Finding the intersection of many edges from node A within node B

What I want to do

Find the intersection within an array A and an array B of edges.

Let’s suppose that we have 2 movie genres: Thriller and Comedy. These genres are unique and are themselves nodes, so the movie will have edges to these nodes depending on the number of genres that it has.

I want to find only the movies that contain these genres exclusively as follows:

movies(func: eq(dgraph.type, "Movies")) @cascade{
  id
  genre @filter( eq(name, "Thriller") AND eq(name, "Comedy") )
}

This returns an empty result as consequence, which is different from the OR operator. But this makes sense because a name is a unique predicate and it does not behave as a list. You can have a name or the other one, but you can’t have both.
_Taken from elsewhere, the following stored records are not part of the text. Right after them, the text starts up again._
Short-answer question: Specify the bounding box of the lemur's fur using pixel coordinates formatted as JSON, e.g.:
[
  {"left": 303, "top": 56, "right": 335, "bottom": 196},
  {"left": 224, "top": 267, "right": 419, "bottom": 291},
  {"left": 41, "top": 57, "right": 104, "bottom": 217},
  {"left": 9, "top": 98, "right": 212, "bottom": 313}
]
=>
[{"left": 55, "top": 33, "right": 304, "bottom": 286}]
So my question is, how can I find the intersection of these 2 edges results having this previous statement as a fact without consuming too many resources?. Below you’ll see my solution and will notice that it might become a very expensive operation if the transaction is made with too many elements at the same time.

What I did

{ 
  movies1 as var(func: eq(dgraph.type, "Movies")) @cascade {
     genre @filter(eq(name, "Thriller"))
  }
    
  movies2 as var(func: uid(movies1)) @cascade{
    genre @filter(eq(name, "Comedy"))
  }

  movies3 as var(func: uid(movies2)) @cascade{
    genre @filter(eq(name, "Drama"))
  }

  result(func: uid(movies3)) {
    id
  }
}

I hope that my explanation is clear, above is a solution to the problem, but I would love to get help to make this more efficient.
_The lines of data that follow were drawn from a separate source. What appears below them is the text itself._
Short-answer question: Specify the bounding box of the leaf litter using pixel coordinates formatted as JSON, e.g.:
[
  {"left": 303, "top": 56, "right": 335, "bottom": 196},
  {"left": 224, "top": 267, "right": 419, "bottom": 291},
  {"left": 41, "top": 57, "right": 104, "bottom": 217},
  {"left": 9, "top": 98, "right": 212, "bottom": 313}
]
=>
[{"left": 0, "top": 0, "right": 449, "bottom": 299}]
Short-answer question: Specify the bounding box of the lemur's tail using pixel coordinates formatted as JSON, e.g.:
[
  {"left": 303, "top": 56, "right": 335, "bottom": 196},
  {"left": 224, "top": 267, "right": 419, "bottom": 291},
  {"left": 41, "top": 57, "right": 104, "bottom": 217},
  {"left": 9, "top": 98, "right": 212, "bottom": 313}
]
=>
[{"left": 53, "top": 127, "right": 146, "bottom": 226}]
I appreciate a lot your contribution in advance.

Have a nice evening.

Dgraph metadata

dgraph version

v20.11.1

This query works with the schema and data on play.dgraph.io, there are 470 movies in that dataset that match this query

{
  var(func:eq(name@en,"Thriller")) {
    movies1 as ~genre
  }
  var(func:eq(name@en,"Comedy")) {
    movies2 as ~genre @filter(uid(movies1))
  }
  var(func:eq(name@en,"Drama")) {
    movies3 as ~genre @filter(uid(movies2))
  }
  result(func:uid(movies3)) @filter(type(Film)) {
    uid
    name@en
  }
}

Improvements made to query

  • Does not use cascade to post process results
  • Uses reverse edges to start with the smaller known root variable blocks
  • Builds each block upon the first
  • Final results puts uid filter in the root function and type filter as extra filter.

Hi @verneleem, thanks a lot for your reply. This seems very helpful since it achieves to improve resources. However, do you think this is the only way to find the intersection of many elements?

Imagine I have 100k elements and I want to find the intersection within all of them, for instance, if I am using Node, I would have to build a string that contains this whole transaction, at least maybe by my side I will be able to process a huge iteration, but, is it an enough efficient implementation in dgraph?